Caprez ist ein Unternehmer, wie es Tausende im Land gibt. Er lebt von seinem Geschäft. Das Business ist ihm Passion. Mit Caprez gehen deshalb auch die Pferde durch, wenn er daran gehindert wird, sein Restaurant zu öffnen.
«Lieber Bundesrat, jetzt wird es richtig teuer», schreibt er auf Facebook wenige Minuten, nachdem die Landesregierung letzte Woche bekannt gegeben hatte, dass die Restaurants wieder schliessen müssen.
Worst Case: Konkurs
«Ich habe einen gesunden und gut funktionierenden Betrieb, den ich seit 20 Jahren mit vollem Einsatz betreibe», legt er zwei Tage später nach. «Seit dem Lockdown am Freitag mache ich mir aber grosse Sorgen.»
Caprez rechnet laut vor: Im schlimmsten Szenario – ohne staatliche Hilfe, ohne Kurzarbeit – überlebt er bis Ende Januar. «Danach ist es aus für 14 Saisonangestellte, vier Jahresangestellte und für mich.»
Im schlimmsten Szenario, rechnet Caprez weiter, bleiben die Lieferanten auf ihren Rechnungen sitzen. 200'000 Franken. Der Staat bleibt ohne Steuern. Macht minus 70'000 Franken. «Und in unseren Tourismusregionen geht es ganz vielen Betrieben so», schreibt Caprez. «Ich frage mich immer wieder: Ist es das wert?»
Ungebrochener Wille
Caprez erhält viele Reaktionen. Viele bedauern, dass er nicht wie gewünscht das volle Programm fahren kann. Zahlreiche sprechen ihm Mut zu. In den Kommentarspalten entwickelt sich auch eine heftige Debatte zwischen Gegnern und Befürwortern des Schliessentscheids.
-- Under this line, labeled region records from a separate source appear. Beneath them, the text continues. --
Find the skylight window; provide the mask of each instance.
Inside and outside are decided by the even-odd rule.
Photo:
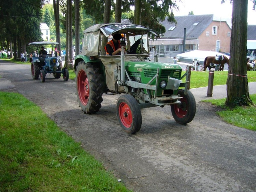
[[[168,29],[168,31],[172,31],[172,30],[173,30],[174,29],[174,28],[175,27],[176,27],[176,26],[172,26],[170,28],[169,28],[169,29]]]

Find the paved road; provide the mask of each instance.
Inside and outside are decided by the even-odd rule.
[[[223,86],[214,88],[212,98],[205,88],[191,90],[197,112],[188,124],[176,123],[169,107],[143,109],[141,129],[130,135],[116,118],[118,95],[103,96],[98,113],[85,114],[73,81],[47,75],[41,83],[32,79],[30,65],[2,60],[0,76],[0,90],[19,92],[40,106],[134,191],[256,191],[256,132],[223,122],[213,113],[217,108],[199,101],[220,96]]]

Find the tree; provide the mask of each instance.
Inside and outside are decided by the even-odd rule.
[[[122,0],[116,0],[115,19],[115,21],[116,23],[121,22],[122,15]]]
[[[56,30],[56,42],[60,44],[57,45],[57,50],[61,50],[60,34],[60,2],[59,0],[53,0],[53,12],[55,24],[55,29]],[[61,56],[61,53],[60,51],[60,55]]]
[[[74,0],[75,3],[75,39],[76,39],[76,55],[79,54],[80,48],[80,1]]]
[[[52,17],[50,15],[49,10],[46,9],[44,15],[44,22],[46,23],[49,28],[52,25],[53,21]]]
[[[195,15],[194,12],[193,12],[193,11],[188,12],[188,15]]]
[[[222,0],[221,3],[225,2]],[[254,1],[254,6],[256,4]],[[247,0],[233,1],[232,29],[226,104],[230,107],[253,104],[246,76]],[[255,8],[255,7],[254,7]]]

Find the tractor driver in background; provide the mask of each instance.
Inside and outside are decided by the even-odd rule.
[[[122,49],[120,45],[120,39],[122,38],[120,33],[115,33],[113,38],[105,46],[105,51],[109,55],[118,55],[121,54]],[[125,54],[125,53],[124,51]]]
[[[41,47],[41,50],[39,52],[39,55],[42,55],[43,54],[47,54],[47,52],[46,50],[44,50],[44,46]]]

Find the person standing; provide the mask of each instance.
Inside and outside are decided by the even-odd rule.
[[[26,62],[28,61],[28,58],[27,58],[27,54],[28,53],[27,52],[27,51],[25,50],[25,52],[24,53],[24,54],[25,55],[25,62]]]
[[[8,51],[8,52],[7,53],[7,54],[8,55],[8,58],[10,59],[11,58],[11,52],[10,50]]]
[[[179,60],[176,59],[176,57],[174,57],[174,59],[173,59],[173,64],[177,64],[177,61],[178,61]]]
[[[24,55],[23,52],[22,52],[21,54],[20,54],[20,58],[21,59],[21,62],[25,62],[25,55]]]

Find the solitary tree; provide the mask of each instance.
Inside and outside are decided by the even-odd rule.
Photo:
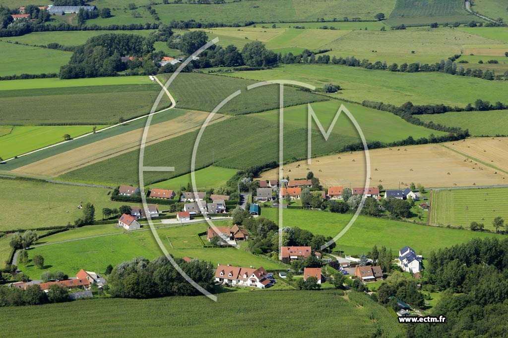
[[[504,227],[504,220],[500,216],[498,216],[492,221],[492,225],[494,226],[497,233],[499,231],[500,228]]]
[[[39,269],[42,269],[44,266],[44,257],[41,255],[36,255],[32,258],[32,262]]]

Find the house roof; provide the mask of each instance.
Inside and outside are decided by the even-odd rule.
[[[330,186],[328,188],[329,196],[340,196],[342,194],[342,186]]]
[[[282,188],[280,189],[280,196],[285,196],[286,194],[290,196],[299,196],[302,195],[302,188]]]
[[[139,189],[139,188],[137,186],[120,185],[118,187],[118,192],[120,194],[124,194],[125,195],[133,195],[134,194],[136,194],[136,192],[137,192]]]
[[[256,196],[258,198],[271,198],[272,188],[258,188],[256,189]]]
[[[219,233],[224,234],[228,238],[230,235],[231,230],[229,229],[229,227],[215,227],[215,229],[217,229],[217,231],[219,232]],[[208,227],[208,229],[206,230],[206,237],[208,239],[210,239],[218,236],[217,232],[211,227]],[[219,237],[221,238],[220,236]]]
[[[231,199],[231,198],[229,195],[214,195],[213,194],[210,195],[210,198],[212,199],[212,201],[215,201],[215,200],[224,200],[225,201],[229,201]]]
[[[149,197],[156,198],[172,198],[175,193],[172,190],[153,189],[150,191]]]
[[[280,252],[282,257],[290,258],[291,256],[303,256],[307,258],[310,255],[312,249],[310,246],[281,246]]]
[[[402,190],[387,190],[385,196],[387,197],[403,197],[404,193]]]
[[[182,217],[190,217],[190,213],[188,211],[178,211],[176,215],[179,218]]]
[[[289,187],[295,187],[297,186],[307,186],[312,185],[312,180],[311,179],[290,179],[288,182]]]
[[[303,279],[306,280],[309,277],[315,277],[318,279],[321,279],[321,268],[305,268],[303,269]]]
[[[365,188],[353,188],[353,195],[363,195],[364,192],[365,191]],[[369,187],[367,188],[367,192],[365,193],[366,195],[379,195],[379,189],[376,187]]]
[[[127,214],[123,214],[118,218],[118,221],[124,224],[126,224],[128,226],[130,226],[135,220],[136,217],[132,215],[128,215]]]

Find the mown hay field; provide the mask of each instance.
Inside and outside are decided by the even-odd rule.
[[[441,73],[411,74],[332,65],[285,65],[266,70],[228,73],[232,77],[261,81],[289,79],[322,87],[327,83],[342,90],[332,96],[361,102],[364,100],[400,105],[445,103],[465,106],[480,98],[491,102],[505,101],[508,83]],[[435,84],[439,83],[439,86]],[[475,89],[471,92],[470,88]],[[444,88],[446,90],[443,90]]]
[[[396,189],[400,183],[400,187],[405,189],[411,182],[425,187],[508,184],[503,178],[506,174],[495,174],[495,169],[481,163],[465,162],[464,156],[439,144],[374,149],[369,151],[369,156],[372,186],[381,184],[385,189]],[[305,177],[311,171],[325,186],[357,187],[365,186],[366,165],[364,152],[356,152],[313,158],[310,165],[304,161],[297,162],[283,169],[284,176],[289,175],[292,178]],[[273,169],[264,173],[262,177],[274,179],[277,175],[278,169]]]
[[[7,159],[64,140],[69,134],[76,137],[92,132],[93,126],[37,126],[12,127],[7,135],[0,136],[0,156]],[[97,126],[97,130],[106,126]]]
[[[172,112],[171,110],[169,111]],[[175,110],[175,117],[150,125],[145,144],[147,145],[170,139],[201,127],[208,114],[202,111]],[[182,114],[183,113],[183,114]],[[164,114],[164,113],[161,113]],[[229,117],[217,114],[213,124]],[[115,127],[121,128],[123,126]],[[69,150],[19,167],[13,171],[37,176],[54,177],[128,152],[139,152],[144,128],[139,128]],[[137,168],[135,162],[133,166]],[[137,163],[137,161],[135,162]],[[118,169],[124,170],[124,166]],[[137,181],[135,180],[133,181]],[[112,182],[112,184],[115,183]]]
[[[58,73],[72,53],[54,49],[0,42],[0,76]]]
[[[474,221],[483,223],[486,229],[495,230],[492,221],[495,217],[508,218],[507,194],[508,188],[433,191],[430,222],[469,229]]]
[[[425,122],[433,121],[449,127],[468,129],[474,136],[491,136],[508,134],[508,110],[489,111],[450,111],[443,114],[420,115]]]
[[[93,330],[103,336],[160,336],[171,332],[174,337],[209,337],[231,322],[243,323],[241,330],[228,333],[231,337],[259,334],[260,328],[264,326],[272,328],[277,332],[277,336],[281,337],[314,334],[324,329],[336,332],[337,336],[356,338],[372,335],[378,327],[383,336],[402,336],[402,327],[389,310],[363,294],[355,295],[358,296],[354,302],[348,301],[333,290],[267,290],[225,292],[218,295],[217,302],[204,296],[151,299],[97,298],[2,308],[0,319],[5,324],[8,336],[21,334],[51,337],[55,331],[65,330],[69,334],[77,335]],[[302,321],[302,312],[315,311],[316,304],[323,310],[319,318]],[[136,309],[140,318],[143,318],[142,323],[118,320],[131,316],[133,309]],[[257,314],[245,321],[245,311]],[[98,317],[98,312],[102,315]],[[69,313],[80,314],[73,320],[72,325],[69,323]],[[353,321],[358,322],[354,329],[344,332],[343,323]],[[288,330],[289,327],[293,328]]]

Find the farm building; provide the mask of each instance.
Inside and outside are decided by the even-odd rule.
[[[251,204],[250,206],[249,207],[249,212],[251,215],[261,215],[261,208],[260,207],[259,204]]]
[[[150,195],[148,197],[171,199],[175,197],[175,192],[172,190],[154,189],[150,191]]]
[[[272,282],[266,278],[268,274],[263,267],[253,269],[219,264],[215,270],[215,281],[264,289],[272,284]]]
[[[280,198],[284,198],[287,195],[293,200],[299,200],[302,195],[302,188],[282,188],[280,189]]]
[[[272,200],[271,188],[258,188],[256,190],[256,199],[261,202]]]
[[[55,15],[63,15],[64,14],[68,14],[70,13],[79,13],[79,10],[82,8],[84,10],[88,12],[94,11],[97,9],[95,6],[54,6],[50,5],[48,7],[48,12],[49,12],[49,14]]]
[[[402,190],[387,190],[385,192],[385,198],[389,197],[403,200],[405,196],[404,195],[404,192]]]
[[[321,284],[325,281],[321,268],[305,268],[303,269],[303,280],[306,281],[309,277],[317,278],[318,284]]]
[[[357,266],[355,275],[363,282],[375,282],[380,279],[383,280],[383,271],[381,270],[381,267],[378,266],[375,267],[369,265],[364,267]]]
[[[130,185],[120,185],[118,187],[118,195],[122,195],[125,196],[136,195],[139,193],[139,188],[137,186],[131,186]]]
[[[330,186],[328,188],[328,197],[332,200],[341,200],[342,198],[342,186]]]
[[[190,220],[190,213],[188,211],[179,211],[176,214],[176,219],[180,221]]]
[[[136,218],[131,215],[123,214],[118,218],[118,225],[126,230],[137,230],[141,227]]]
[[[377,198],[379,196],[379,188],[367,188],[367,191],[365,191],[365,188],[353,188],[351,192],[353,195],[363,195],[365,193],[367,197],[373,197],[374,198]]]
[[[414,273],[422,270],[421,256],[416,254],[416,251],[406,246],[399,250],[399,262],[400,268],[406,272]]]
Was bleibt, ist der Wille von Caprez. Er kämpft. Er bleibt offen, solange er kann. Auch am Dienstag, dem ersten Tag des neuen Teil-Lockdowns. Caprez und seine Angestellten: Sie stehen auf und arbeiten, so gut es geht. Alle tragen eine Maske. Die Botschaft: Die Show muss weitergehen.